From Battlefields to Boudoir: How Confidence Became My Mission
- Oct 2
- 3 min read
By Marie Malvoisin

A defining moment in my life came when I stepped away from a twenty-year career as a U.S. Army Logistics Officer and chose to create something entirely new. An art studio that would empower women to see themselves differently.
For two decades, I was trained to lead with discipline, precision, and pragmatism. On the outside, I wore the armor of authority. But underneath the uniform, I carried the same doubts so many women face: Am I enough? Am I the best? Do I deserve to be seen? Confidence, for me, was never about how well I performed under pressure. It was about the quiet, persistent question of worthiness that lingered when the noise of duty faded.
After retiring from the military, I realized that confidence isn’t about how others perceive you. It’s about how you choose to perceive yourself. How you act on that belief. That realization led me to my next mission: founding Bohemian Visions Studio & Gallery, a bespoke, high-end boudoir photography studio in Richmond, Virginia.
Many people thought it was an odd leap, from war zones to a photography gallery. To me, the mission was seamless. In the Army, I served my country. Through Bohemian Visions, I now serve women.
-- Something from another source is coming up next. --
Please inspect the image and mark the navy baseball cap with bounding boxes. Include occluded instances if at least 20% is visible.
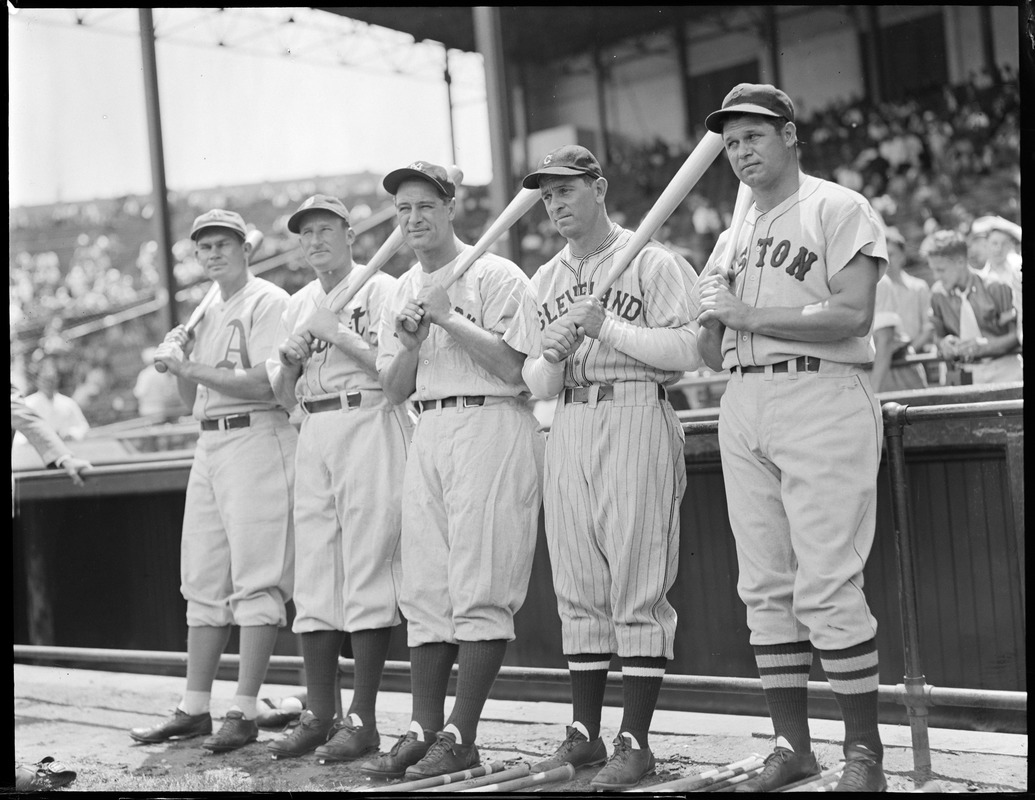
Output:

Helping them confront insecurities, rewrite their stories, and step into leadership in their own lives.Helping them through their emotional journies of self discovery and self love.
I remember one client vividly. She walked into the studio hesitant, almost apologetic, saying she felt “unworthy” of being in front of a camera. I recognized myself in her. During the session, I guided her gently, showing her how to hold herself, how to breathe, how to let go. When I revealed her portraits, I saw her transform before my eyes. She broke down in tears because she didn’t believe it was her. She didn’t just see photographs, she saw herself, powerful and radiant, in a way she hadn’t before. She left not only with images, but with a new sense of self that carried into her career, her relationships, and her confidence. Her words still live rent free in my mind and echoes with other clients. “That’s me, I am so pretty.”
That moment confirmed what I had always believed: when women reclaim their confidence, they create ripple effects that extend far beyond themselves.
For me, confidence propelled me into entrepreneurship with no safety net. It pushed me to raise my voice in advocacy as Vice President of Advocacy for NAWBO Richmond. It continues to drive me toward goals that once felt out of reach, like building Bohemian Visions into a brand rooted in empowerment.
I have come to see confidence as the bridge between ambition and action. In the Army, leadership often meant command-and-control. But in my second act, leadership means creating space for others to rise. It means redefining visibility, worth, and beauty on women’s own terms, not the ones imposed by society.
Through Bohemian Visions, I have witnessed what happens when women allow themselves to be seen. They don’t just transform in front of the camera. They take that strength into boardrooms, into relationships, into community work. Confidence becomes a kind of activism, a quiet rebellion against a culture that thrives on insecurity.
My journey has taught me this: when women own their confidence, they don’t just change their reflection in the mirror, they change their world. And that, to me, is the legacy worth building.